L'analyse factorielle multiple (AFM) permet de faire de l'ordination à partir de plusieurs tableaux simultanément, que ces tableaux soient traités comme une ACP ou comme une AFC. Vous devez avoir assimilé la partie sur l'AFM du module 8 du cours de science des données biologiques 2. Ce projet correspond au template https://github.com/BioDataScience-Course/B08Ia_mfa. Il est distribué sous licence CC BY-NC-SA 4.0.
Les jeux de données utilisés (alps_birds.csv, alps_meto.csv) proviennent du package {ade4} et sont initialement regroupés dans atlas sous forme d'une liste de tableaux. Le script R/import.R en extrait les différents tableaux nécessaires à vos analyses. Le travail a déjà été fait pour vous et vos donné&es sont prêtes dans le dossier data. La page pour l'ensemble des données est accessible ici : ?ade4::atlas.

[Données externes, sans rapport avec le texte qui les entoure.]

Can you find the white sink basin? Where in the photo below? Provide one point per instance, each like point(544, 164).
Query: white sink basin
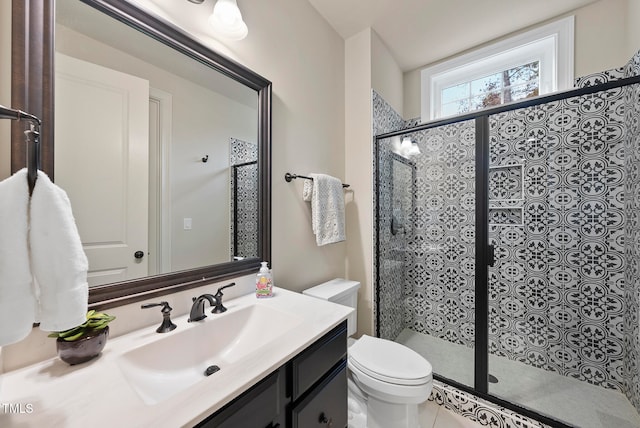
point(173, 363)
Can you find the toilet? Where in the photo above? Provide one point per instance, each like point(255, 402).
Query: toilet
point(387, 381)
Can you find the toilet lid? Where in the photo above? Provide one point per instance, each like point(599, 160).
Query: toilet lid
point(389, 361)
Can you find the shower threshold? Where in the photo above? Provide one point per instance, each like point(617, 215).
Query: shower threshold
point(572, 401)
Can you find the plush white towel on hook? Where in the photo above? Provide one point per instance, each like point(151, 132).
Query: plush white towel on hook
point(43, 269)
point(17, 297)
point(58, 261)
point(327, 209)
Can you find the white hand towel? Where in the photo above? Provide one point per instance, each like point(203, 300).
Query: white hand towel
point(327, 209)
point(17, 299)
point(58, 261)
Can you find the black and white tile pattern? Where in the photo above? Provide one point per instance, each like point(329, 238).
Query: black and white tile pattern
point(565, 293)
point(245, 191)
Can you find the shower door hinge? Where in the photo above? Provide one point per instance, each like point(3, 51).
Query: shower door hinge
point(491, 255)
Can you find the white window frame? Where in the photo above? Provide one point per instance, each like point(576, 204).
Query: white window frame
point(551, 44)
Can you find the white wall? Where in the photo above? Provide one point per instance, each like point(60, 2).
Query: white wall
point(368, 64)
point(633, 29)
point(601, 43)
point(386, 76)
point(359, 164)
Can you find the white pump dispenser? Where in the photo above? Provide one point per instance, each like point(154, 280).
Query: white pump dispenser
point(264, 282)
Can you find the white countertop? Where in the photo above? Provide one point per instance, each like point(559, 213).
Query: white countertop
point(97, 394)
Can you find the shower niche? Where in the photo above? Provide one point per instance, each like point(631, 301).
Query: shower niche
point(506, 195)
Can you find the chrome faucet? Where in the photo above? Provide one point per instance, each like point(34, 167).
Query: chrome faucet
point(197, 309)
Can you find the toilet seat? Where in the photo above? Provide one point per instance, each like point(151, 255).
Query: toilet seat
point(389, 362)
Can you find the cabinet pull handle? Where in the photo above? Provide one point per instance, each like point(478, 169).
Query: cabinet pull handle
point(323, 420)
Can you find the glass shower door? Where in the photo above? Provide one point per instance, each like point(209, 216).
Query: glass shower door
point(426, 246)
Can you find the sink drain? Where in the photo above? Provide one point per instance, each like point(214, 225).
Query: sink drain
point(211, 370)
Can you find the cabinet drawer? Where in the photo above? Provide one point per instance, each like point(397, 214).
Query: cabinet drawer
point(259, 407)
point(309, 367)
point(326, 405)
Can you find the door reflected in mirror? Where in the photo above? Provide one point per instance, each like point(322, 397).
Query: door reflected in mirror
point(157, 151)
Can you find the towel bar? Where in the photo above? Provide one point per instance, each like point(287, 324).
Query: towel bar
point(288, 177)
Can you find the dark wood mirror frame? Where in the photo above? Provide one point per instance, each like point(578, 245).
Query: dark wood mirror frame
point(32, 86)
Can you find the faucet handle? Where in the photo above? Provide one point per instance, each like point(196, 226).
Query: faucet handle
point(219, 307)
point(219, 292)
point(167, 325)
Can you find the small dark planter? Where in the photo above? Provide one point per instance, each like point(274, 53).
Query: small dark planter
point(83, 349)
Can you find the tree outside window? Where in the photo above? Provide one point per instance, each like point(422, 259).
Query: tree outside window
point(503, 87)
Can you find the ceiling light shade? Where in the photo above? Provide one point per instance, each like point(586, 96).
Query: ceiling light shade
point(227, 21)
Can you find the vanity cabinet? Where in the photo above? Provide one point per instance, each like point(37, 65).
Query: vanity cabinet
point(308, 391)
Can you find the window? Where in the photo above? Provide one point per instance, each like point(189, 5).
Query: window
point(534, 63)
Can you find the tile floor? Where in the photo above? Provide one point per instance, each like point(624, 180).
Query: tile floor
point(575, 402)
point(434, 416)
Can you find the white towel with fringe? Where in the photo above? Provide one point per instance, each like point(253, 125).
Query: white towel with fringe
point(43, 268)
point(327, 208)
point(58, 261)
point(17, 295)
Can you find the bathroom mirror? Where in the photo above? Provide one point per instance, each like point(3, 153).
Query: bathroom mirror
point(192, 152)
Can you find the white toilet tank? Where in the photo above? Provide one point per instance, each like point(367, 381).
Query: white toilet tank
point(341, 291)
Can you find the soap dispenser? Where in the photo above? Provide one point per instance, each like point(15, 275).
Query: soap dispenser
point(264, 283)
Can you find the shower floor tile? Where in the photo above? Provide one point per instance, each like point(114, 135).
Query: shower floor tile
point(572, 401)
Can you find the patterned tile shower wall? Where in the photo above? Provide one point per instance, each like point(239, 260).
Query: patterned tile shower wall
point(244, 198)
point(557, 289)
point(565, 210)
point(632, 237)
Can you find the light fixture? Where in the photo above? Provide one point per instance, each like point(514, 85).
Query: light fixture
point(226, 20)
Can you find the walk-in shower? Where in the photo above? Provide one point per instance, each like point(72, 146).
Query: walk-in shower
point(508, 249)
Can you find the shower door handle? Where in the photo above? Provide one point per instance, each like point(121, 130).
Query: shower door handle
point(491, 255)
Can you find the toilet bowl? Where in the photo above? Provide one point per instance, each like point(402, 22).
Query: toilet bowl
point(387, 381)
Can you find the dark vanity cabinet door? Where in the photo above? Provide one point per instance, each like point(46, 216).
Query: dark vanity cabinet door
point(326, 405)
point(319, 383)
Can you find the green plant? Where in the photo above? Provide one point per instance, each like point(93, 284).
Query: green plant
point(95, 321)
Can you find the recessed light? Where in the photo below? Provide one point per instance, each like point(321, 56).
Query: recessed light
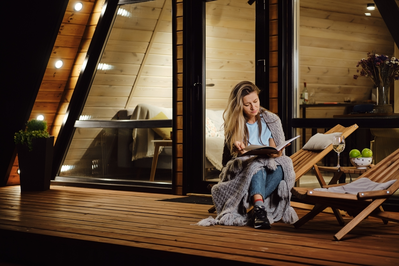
point(59, 64)
point(78, 6)
point(370, 6)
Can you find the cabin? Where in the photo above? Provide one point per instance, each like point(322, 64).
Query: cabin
point(138, 101)
point(133, 92)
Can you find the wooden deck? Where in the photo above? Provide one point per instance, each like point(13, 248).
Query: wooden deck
point(81, 226)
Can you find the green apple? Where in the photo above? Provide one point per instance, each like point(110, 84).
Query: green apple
point(367, 152)
point(355, 153)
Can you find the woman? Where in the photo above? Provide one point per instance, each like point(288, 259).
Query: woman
point(252, 180)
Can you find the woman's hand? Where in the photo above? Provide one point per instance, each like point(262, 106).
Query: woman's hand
point(280, 153)
point(239, 147)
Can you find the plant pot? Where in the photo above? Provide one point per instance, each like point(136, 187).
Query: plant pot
point(383, 105)
point(35, 166)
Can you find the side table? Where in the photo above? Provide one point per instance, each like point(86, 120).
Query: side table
point(158, 144)
point(338, 172)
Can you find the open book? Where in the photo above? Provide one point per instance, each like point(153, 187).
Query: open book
point(260, 149)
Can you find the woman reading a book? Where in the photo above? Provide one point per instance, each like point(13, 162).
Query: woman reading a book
point(261, 181)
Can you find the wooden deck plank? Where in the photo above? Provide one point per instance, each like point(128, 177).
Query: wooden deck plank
point(144, 221)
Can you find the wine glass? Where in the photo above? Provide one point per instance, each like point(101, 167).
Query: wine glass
point(338, 146)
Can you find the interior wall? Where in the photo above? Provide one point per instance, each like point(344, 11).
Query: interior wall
point(136, 66)
point(334, 36)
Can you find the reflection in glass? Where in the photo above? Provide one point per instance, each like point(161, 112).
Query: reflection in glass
point(230, 57)
point(133, 81)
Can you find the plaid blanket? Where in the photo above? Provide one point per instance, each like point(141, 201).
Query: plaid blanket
point(231, 194)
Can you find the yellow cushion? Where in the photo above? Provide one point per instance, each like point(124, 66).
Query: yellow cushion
point(164, 132)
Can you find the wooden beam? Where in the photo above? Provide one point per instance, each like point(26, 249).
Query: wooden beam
point(136, 81)
point(389, 11)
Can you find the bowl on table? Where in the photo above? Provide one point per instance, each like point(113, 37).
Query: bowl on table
point(361, 162)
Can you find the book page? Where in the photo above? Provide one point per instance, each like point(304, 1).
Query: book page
point(268, 149)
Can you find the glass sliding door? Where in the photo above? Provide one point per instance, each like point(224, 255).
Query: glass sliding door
point(132, 85)
point(230, 58)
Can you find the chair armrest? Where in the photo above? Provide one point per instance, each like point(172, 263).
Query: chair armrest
point(374, 194)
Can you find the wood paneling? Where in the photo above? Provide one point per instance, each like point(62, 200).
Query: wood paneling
point(334, 36)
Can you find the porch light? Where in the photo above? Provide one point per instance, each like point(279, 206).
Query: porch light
point(78, 6)
point(124, 13)
point(59, 64)
point(370, 6)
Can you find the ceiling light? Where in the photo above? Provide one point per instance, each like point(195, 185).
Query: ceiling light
point(59, 64)
point(370, 6)
point(78, 6)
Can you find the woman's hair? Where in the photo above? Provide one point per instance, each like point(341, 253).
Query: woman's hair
point(235, 128)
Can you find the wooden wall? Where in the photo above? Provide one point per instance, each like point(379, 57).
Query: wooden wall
point(178, 104)
point(230, 48)
point(333, 36)
point(57, 85)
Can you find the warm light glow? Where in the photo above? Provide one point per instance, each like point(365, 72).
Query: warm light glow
point(104, 66)
point(124, 13)
point(78, 6)
point(65, 168)
point(59, 64)
point(85, 117)
point(370, 6)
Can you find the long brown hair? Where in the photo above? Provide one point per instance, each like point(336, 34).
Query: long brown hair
point(235, 128)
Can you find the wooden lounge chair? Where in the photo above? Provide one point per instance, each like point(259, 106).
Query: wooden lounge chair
point(304, 160)
point(361, 205)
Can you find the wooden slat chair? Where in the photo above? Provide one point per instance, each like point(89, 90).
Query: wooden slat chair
point(304, 160)
point(362, 205)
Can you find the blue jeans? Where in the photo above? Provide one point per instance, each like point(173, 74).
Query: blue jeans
point(265, 181)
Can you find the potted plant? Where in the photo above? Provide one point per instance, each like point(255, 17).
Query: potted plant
point(35, 156)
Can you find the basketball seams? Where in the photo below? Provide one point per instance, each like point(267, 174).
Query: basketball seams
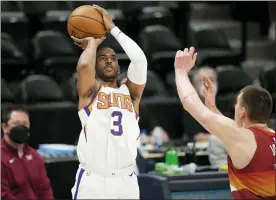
point(84, 20)
point(84, 31)
point(86, 17)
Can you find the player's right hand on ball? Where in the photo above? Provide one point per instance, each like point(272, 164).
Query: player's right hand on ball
point(83, 43)
point(107, 18)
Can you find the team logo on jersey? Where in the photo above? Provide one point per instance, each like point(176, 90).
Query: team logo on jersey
point(118, 100)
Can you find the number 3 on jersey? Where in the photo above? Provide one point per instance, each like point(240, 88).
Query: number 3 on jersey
point(117, 123)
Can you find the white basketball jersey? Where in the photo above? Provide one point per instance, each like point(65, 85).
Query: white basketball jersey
point(110, 130)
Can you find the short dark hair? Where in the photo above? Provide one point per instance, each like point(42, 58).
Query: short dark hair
point(102, 47)
point(258, 103)
point(6, 112)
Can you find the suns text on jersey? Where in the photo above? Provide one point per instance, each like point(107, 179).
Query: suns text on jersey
point(118, 100)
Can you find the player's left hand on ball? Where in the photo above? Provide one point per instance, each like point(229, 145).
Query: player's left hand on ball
point(107, 18)
point(185, 60)
point(82, 43)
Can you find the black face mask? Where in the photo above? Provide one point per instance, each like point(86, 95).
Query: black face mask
point(19, 134)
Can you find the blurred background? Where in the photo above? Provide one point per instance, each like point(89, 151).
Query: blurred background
point(234, 40)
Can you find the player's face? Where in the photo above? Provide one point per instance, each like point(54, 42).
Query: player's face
point(240, 112)
point(107, 67)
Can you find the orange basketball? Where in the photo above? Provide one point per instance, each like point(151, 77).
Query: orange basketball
point(85, 21)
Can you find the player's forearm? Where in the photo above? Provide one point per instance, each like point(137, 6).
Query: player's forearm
point(133, 51)
point(214, 109)
point(137, 71)
point(88, 56)
point(189, 98)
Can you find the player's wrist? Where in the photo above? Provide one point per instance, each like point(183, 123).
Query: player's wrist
point(115, 31)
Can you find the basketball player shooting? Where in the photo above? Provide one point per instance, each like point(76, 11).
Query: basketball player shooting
point(107, 146)
point(250, 144)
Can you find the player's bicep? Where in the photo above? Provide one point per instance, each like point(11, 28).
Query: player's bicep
point(136, 92)
point(86, 83)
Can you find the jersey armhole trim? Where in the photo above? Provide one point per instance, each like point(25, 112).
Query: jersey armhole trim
point(134, 111)
point(248, 166)
point(88, 108)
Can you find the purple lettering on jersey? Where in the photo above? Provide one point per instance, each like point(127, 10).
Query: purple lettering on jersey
point(117, 123)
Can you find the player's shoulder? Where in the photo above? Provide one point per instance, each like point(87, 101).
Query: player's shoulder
point(123, 88)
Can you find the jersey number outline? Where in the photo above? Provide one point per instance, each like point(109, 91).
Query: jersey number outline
point(117, 123)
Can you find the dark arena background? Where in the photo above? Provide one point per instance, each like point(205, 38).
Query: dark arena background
point(38, 63)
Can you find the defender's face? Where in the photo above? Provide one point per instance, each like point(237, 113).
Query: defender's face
point(107, 67)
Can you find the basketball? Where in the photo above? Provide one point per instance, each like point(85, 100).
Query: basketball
point(85, 21)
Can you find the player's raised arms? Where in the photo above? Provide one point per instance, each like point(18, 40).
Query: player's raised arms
point(239, 142)
point(86, 69)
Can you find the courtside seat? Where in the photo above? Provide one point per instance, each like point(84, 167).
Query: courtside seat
point(132, 8)
point(10, 6)
point(160, 52)
point(14, 61)
point(268, 78)
point(56, 20)
point(214, 49)
point(155, 15)
point(153, 187)
point(40, 8)
point(6, 94)
point(156, 112)
point(53, 119)
point(39, 88)
point(227, 80)
point(56, 53)
point(17, 25)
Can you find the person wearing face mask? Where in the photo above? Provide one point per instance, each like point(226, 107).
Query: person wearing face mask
point(23, 173)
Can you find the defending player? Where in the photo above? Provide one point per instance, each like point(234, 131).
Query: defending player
point(249, 142)
point(107, 146)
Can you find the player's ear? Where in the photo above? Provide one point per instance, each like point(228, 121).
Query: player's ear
point(243, 113)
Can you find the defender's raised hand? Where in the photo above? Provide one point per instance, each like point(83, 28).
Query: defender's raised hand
point(82, 43)
point(107, 18)
point(185, 60)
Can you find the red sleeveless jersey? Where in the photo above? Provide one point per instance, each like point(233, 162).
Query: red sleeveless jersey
point(258, 179)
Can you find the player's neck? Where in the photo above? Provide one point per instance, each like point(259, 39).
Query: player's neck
point(112, 84)
point(261, 125)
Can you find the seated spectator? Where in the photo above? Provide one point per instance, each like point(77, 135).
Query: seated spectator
point(23, 171)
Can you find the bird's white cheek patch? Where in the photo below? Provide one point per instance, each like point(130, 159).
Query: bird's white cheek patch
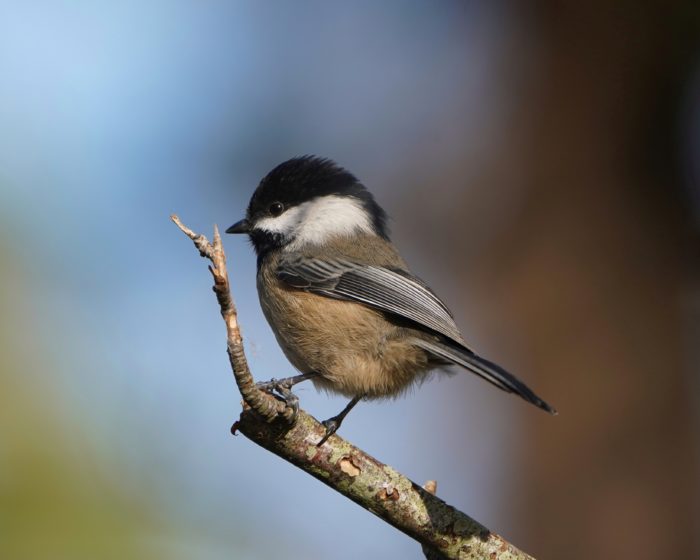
point(285, 224)
point(318, 220)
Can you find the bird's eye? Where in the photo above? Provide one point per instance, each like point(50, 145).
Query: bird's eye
point(276, 208)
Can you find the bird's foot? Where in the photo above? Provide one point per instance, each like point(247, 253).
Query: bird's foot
point(281, 389)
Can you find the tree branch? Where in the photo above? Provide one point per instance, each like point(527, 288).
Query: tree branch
point(443, 531)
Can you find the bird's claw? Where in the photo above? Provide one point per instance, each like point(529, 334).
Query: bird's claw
point(281, 389)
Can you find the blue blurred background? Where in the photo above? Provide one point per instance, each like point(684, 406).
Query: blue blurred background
point(540, 163)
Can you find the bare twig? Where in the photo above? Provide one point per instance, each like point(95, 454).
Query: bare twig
point(443, 531)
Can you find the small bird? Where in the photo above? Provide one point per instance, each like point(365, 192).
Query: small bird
point(343, 305)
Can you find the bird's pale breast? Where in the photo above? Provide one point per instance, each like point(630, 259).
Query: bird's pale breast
point(356, 350)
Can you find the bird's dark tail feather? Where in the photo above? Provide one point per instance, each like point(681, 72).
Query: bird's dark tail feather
point(485, 369)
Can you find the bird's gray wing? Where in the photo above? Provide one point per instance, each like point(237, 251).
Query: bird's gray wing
point(393, 291)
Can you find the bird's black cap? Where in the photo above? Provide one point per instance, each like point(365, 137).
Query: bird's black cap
point(302, 179)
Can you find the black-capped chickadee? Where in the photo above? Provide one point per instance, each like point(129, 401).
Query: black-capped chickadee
point(341, 301)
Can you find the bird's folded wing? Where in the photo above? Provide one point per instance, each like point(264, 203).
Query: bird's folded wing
point(395, 292)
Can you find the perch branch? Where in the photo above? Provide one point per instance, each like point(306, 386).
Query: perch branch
point(443, 531)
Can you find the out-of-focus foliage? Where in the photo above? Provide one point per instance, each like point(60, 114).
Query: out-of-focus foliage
point(56, 500)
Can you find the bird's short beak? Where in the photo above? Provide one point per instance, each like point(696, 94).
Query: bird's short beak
point(239, 227)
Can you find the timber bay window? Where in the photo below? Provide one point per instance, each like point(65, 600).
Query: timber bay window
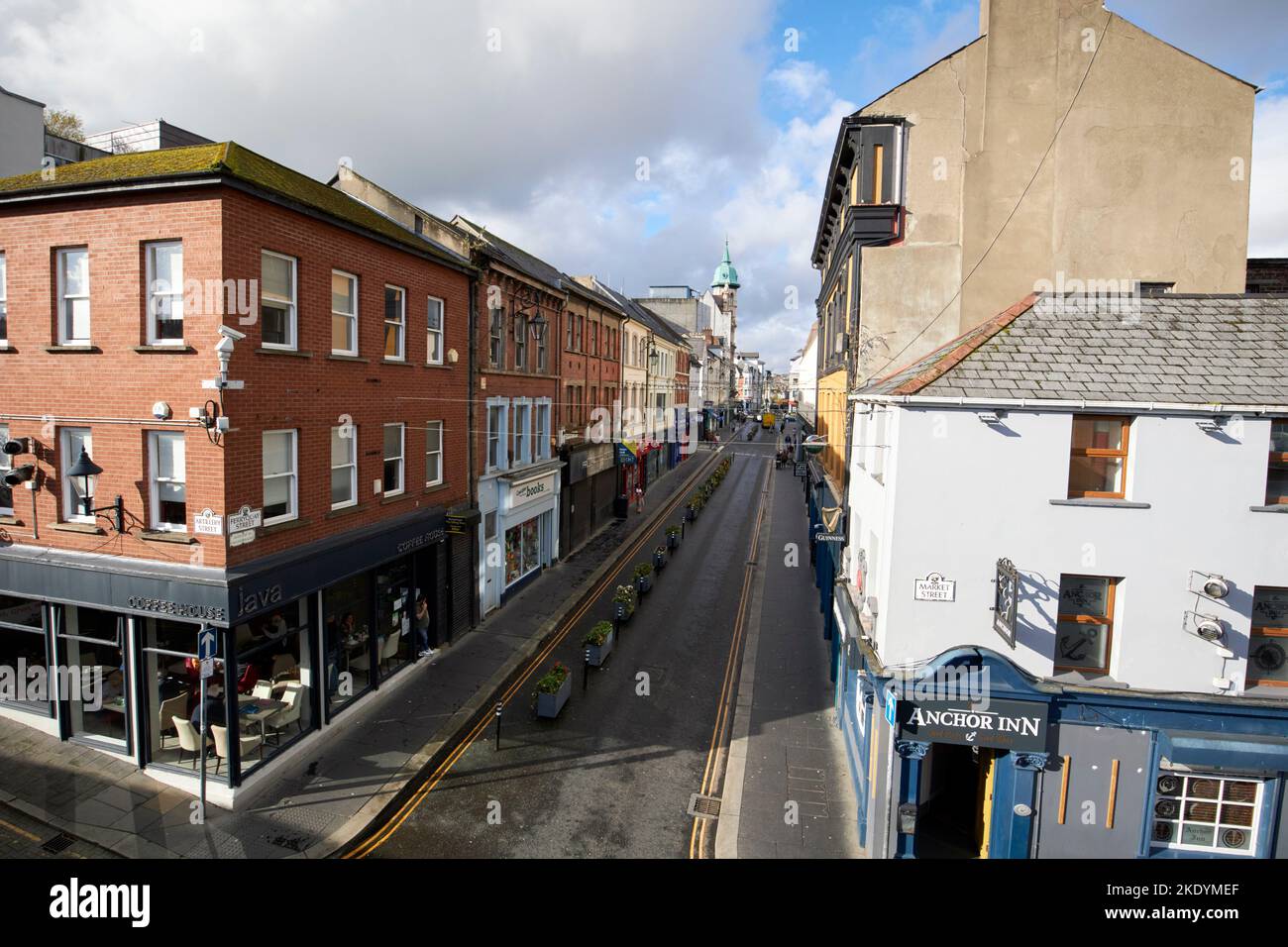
point(496, 338)
point(1197, 812)
point(542, 428)
point(395, 437)
point(344, 467)
point(165, 292)
point(434, 333)
point(281, 487)
point(1098, 459)
point(395, 322)
point(433, 454)
point(73, 296)
point(1267, 644)
point(520, 343)
point(72, 441)
point(522, 432)
point(344, 313)
point(168, 487)
point(496, 440)
point(1276, 476)
point(1085, 625)
point(277, 309)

Ce projet, individuel et cadré, vous permettra de démontrer que vous avez acquis les compétences suivantes :
- réaliser une analyse factorielle multiple
- interpréter les résultats d'une analyse factorielle multiple
Complétez le document Quarto birds_mfa.qmd. Faites un "Rendu" de ce document en HTML à la fin pour vérifier que tout fonctionne bien (à ce stade de votre formation, laisser des erreurs qui empêchent la compilation du document Quarto en HTML est considéré comme une erreur grave et ne nous permet donc pas d'attribuer des points au projet). Utilisez les tests à disposition dans l'onglet "Construire" -> bouton "Construire tout" pour détecter vos erreurs. Vérifiez également que le dernier commit a bien été pushé sur GitHub avant la deadline.